Le documentaire « Rendre la justice », réalisé par Robert Salis, en collaboration avec Jean-Christophe Hullin, conseiller à la cour d’appel de Versailles, est sorti en salle le 13 novembre dernier. 23 juges y expriment leur vision de la fonction de juger, confient les difficultés qu’ils rencontrent, leurs émotions et leurs doutes. Reportage.

« Rendre la justice » s’ouvre sur le serment de magistrat répété à plusieurs reprises en voix off. Ainsi le réalisateur, Robert Salis, donne-t-il le ton de son documentaire qui s’attache à explorer la personnalité de ceux qui prennent la responsabilité de juger leurs semblables. Ni greffiers, ni avocats, ni personnel associatif durant les deux heures de film, que des juges. Il a été guidé dans sa quête par Jean-Christophe Hullin, conseiller à la cour d’appel de Versailles. Le documentaire prend le parti de recueillir les confidences des juges soit face caméra, soit en voix off tandis que le réalisateur promène son regard sur les ors de la grande chambre de la Cour de cassation, la salle des pas perdus du palais de la Cité, les volumes vertigineux du nouveau TGI de Paris ou encore une œuvre d’art qui vient appuyer une confidence. Le résultat est une méditation sur la fonction de juger et un portrait intimiste de ceux qui l’exercent.

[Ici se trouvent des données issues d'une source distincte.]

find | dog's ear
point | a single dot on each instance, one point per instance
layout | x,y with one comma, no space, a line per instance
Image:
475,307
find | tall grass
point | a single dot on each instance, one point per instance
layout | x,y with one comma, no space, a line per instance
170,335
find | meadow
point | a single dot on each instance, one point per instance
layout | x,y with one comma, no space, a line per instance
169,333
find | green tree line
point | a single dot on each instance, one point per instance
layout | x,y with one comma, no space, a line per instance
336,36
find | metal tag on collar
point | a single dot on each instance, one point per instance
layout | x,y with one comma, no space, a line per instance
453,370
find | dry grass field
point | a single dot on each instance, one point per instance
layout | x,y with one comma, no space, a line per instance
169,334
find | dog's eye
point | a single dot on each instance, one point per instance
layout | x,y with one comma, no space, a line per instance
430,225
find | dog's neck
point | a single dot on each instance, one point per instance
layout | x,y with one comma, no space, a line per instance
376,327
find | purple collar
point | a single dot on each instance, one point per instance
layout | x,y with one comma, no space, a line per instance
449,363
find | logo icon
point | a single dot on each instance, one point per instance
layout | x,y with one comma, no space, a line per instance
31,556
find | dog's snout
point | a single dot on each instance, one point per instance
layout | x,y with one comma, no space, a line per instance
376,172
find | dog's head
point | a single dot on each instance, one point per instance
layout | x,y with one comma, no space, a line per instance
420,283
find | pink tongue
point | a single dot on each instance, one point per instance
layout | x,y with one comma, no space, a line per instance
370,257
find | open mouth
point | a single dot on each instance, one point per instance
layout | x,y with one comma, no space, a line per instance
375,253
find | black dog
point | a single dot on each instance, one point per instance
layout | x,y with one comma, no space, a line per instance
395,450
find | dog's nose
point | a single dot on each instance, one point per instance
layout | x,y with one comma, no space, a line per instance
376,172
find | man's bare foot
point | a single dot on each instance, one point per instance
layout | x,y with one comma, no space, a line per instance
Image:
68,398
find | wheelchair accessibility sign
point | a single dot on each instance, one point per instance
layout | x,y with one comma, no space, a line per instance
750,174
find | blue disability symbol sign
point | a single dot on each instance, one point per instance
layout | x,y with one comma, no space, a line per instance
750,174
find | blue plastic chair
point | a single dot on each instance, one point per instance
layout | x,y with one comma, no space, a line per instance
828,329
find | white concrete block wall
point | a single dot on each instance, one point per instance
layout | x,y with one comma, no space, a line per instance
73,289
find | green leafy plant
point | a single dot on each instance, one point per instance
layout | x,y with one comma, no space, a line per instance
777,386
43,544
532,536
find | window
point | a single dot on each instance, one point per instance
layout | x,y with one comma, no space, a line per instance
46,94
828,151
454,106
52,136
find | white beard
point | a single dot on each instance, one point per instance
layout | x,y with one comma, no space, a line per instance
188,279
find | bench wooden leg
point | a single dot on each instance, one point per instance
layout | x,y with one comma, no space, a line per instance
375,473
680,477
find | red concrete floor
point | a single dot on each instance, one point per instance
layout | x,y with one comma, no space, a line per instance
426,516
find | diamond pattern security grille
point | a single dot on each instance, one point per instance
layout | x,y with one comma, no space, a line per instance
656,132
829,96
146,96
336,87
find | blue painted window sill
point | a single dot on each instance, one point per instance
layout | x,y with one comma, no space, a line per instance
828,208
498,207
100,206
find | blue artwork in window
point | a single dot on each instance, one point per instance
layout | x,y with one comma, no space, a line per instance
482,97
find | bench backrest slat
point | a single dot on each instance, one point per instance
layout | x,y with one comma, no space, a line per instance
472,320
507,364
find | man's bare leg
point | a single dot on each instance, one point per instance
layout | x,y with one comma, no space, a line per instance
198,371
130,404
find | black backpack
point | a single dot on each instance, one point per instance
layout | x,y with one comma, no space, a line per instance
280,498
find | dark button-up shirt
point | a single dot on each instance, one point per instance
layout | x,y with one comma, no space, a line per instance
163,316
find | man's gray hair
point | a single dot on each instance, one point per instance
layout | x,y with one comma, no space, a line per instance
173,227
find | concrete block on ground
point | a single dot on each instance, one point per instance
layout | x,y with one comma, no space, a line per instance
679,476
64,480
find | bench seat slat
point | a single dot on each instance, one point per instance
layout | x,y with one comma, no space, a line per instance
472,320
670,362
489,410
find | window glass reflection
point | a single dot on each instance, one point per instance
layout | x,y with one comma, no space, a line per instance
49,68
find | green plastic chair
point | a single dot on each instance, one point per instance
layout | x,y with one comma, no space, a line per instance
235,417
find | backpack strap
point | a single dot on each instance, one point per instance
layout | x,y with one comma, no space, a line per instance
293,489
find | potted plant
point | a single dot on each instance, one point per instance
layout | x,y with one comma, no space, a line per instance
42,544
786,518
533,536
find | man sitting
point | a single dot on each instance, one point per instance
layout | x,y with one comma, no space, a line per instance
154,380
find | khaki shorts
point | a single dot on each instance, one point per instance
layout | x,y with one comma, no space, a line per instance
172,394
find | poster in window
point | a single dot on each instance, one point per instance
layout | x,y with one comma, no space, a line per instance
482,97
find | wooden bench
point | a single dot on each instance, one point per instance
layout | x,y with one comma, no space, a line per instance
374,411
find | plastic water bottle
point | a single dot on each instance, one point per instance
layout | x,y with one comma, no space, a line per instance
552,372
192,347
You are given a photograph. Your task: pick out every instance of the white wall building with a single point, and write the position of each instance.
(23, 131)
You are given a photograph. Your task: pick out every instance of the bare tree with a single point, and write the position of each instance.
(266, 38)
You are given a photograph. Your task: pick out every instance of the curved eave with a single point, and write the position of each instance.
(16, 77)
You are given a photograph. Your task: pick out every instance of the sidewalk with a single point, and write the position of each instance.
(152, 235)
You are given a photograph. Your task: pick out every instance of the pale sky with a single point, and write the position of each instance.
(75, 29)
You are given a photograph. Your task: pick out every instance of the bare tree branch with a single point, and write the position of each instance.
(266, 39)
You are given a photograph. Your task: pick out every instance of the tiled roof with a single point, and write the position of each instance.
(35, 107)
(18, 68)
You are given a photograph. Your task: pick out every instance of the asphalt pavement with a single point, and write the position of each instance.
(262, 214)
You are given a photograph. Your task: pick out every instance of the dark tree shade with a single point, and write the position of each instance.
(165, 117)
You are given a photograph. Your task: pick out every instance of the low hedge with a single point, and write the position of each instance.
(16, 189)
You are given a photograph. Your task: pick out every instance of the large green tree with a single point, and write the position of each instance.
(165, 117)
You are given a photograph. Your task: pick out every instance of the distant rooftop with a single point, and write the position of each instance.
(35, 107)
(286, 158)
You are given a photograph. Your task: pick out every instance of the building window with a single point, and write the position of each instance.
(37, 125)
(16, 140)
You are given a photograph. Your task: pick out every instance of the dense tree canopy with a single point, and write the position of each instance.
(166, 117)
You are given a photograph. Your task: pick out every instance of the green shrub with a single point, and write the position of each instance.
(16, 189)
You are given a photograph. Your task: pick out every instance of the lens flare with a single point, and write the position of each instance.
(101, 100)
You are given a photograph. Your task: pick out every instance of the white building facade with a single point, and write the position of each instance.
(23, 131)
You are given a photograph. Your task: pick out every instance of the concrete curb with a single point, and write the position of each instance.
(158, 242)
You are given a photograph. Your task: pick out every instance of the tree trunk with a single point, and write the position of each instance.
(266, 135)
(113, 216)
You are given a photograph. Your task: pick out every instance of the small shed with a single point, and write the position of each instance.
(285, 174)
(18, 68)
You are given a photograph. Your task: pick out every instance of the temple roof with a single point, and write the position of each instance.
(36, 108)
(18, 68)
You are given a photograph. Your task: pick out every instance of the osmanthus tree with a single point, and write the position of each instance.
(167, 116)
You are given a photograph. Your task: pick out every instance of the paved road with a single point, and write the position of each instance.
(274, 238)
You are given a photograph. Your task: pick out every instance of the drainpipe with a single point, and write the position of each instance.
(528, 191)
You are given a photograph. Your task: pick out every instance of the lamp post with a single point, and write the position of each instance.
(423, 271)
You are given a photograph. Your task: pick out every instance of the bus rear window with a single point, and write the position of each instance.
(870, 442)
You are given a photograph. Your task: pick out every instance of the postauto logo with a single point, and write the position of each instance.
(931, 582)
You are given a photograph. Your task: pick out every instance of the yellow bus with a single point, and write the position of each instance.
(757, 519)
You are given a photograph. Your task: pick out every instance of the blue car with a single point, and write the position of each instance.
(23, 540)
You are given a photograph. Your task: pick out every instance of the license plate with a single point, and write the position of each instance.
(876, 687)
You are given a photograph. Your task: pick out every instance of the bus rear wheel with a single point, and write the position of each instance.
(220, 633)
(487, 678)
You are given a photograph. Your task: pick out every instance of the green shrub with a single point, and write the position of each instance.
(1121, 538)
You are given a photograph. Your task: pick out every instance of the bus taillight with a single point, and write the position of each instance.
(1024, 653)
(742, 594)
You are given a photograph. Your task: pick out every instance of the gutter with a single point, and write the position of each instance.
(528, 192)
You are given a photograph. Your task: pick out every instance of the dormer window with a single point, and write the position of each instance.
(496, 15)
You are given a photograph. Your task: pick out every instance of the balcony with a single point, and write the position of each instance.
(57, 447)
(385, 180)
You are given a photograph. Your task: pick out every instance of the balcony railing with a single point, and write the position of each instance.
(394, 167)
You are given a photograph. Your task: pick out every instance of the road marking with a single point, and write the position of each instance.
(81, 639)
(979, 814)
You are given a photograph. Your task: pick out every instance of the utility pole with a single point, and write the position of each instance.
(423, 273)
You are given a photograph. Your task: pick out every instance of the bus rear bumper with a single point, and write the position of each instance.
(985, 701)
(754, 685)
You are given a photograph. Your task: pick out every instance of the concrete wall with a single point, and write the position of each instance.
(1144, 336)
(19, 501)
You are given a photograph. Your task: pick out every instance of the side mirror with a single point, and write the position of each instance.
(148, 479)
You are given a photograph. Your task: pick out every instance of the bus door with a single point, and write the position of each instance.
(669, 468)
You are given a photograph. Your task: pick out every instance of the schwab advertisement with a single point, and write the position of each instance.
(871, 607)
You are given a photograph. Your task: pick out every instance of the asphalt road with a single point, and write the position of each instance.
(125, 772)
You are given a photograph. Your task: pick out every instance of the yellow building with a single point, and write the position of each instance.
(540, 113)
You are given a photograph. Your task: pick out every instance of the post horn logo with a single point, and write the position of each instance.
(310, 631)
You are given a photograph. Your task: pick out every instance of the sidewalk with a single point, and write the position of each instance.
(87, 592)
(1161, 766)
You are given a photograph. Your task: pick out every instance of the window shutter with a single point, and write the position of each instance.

Les principales fonctions et juridictions sont représentées, avec un soin particulier pour respecter l’équilibre entre civil et pénal. C’est ainsi qu’il donne la parole à un procureur de Bobigny, une juge d’instruction de Bordeaux, une juge aux affaires familiales parisienne, un membre du Conseil constitutionnel ou encore au premier président de la Cour de cassation. Il saisit quelques jolies pensées comme celle d’André Potocki, juge français à la Cour européenne des droits de l’Homme pour qui la justice est comme une énorme machine appelée à se pencher sur la « dentelle humaine ». De toute sa carrière confie-t-il, il n’a jamais jugé un seul homme, que des comportements : « La personnalité entre en ligne de compte, mais l’être ne me regarde pas ». Les magistrats concèdent que juger est un pouvoir. Ce qui inspire à François Molins cette double exigence d’humilité et d’humanité et cet impératif de ne jamais oublier que derrière les procédures il y a les Hommes. C’est précisément ce pouvoir qui a attiré Youssef Badr, substitut du procureur au TGI de Paris au moment du film. Ce fils d’immigré marocain ne concevait adolescent la justice qu’à travers les contrôles au faciès de la police. Il a rêvé d’être avocat, mais finalement préféré être celui qui décide et qui peut donc changer les choses de l’intérieur. Aujourd’hui, ce pouvoir prend parfois une tournure désagréable, quand un prévenu l’interpelle en arabe, qu’il refuse de répondre et qu’il se fait traiter de traître. « Le pouvoir on l’a, ce qui serait gênant serait d’en tirer une jouissance », analyse Didier Allard, vice-procureur du TGI de Bobigny.

Rendre la justice

Au fil des confessions, le documentaire dévoile l’émotion qui n’est jamais très loin de la fonction de juger. Quand une mère se taillade les veines dans le bureau du juge aux affaires familiales parce que celui-ci vient de lui retirer la garde de son enfant, le stagiaire qu’était à l’époque Renaud Le Breton de Vannoise se jure de ne jamais prendre un poste de JAF. Cécile Simon aujourd’hui premier juge d’instruction au TGI de Bordeaux a encore des larmes dans la voix à l’évocation de ce père soupçonné d’alcoolisme qui s’est suicidé la veille de l’audience qui devait statuer sur son droit de garde. François Molins confie qu’une image restera gravée à tout jamais dans sa mémoire. C’était le jour de l’attentat du Bataclan. Lorsqu’il est arrivé dans la salle, son regard s’est posé sur une femme qui reposait sur son sac à main dans lequel un téléphone ne cessait de sonner…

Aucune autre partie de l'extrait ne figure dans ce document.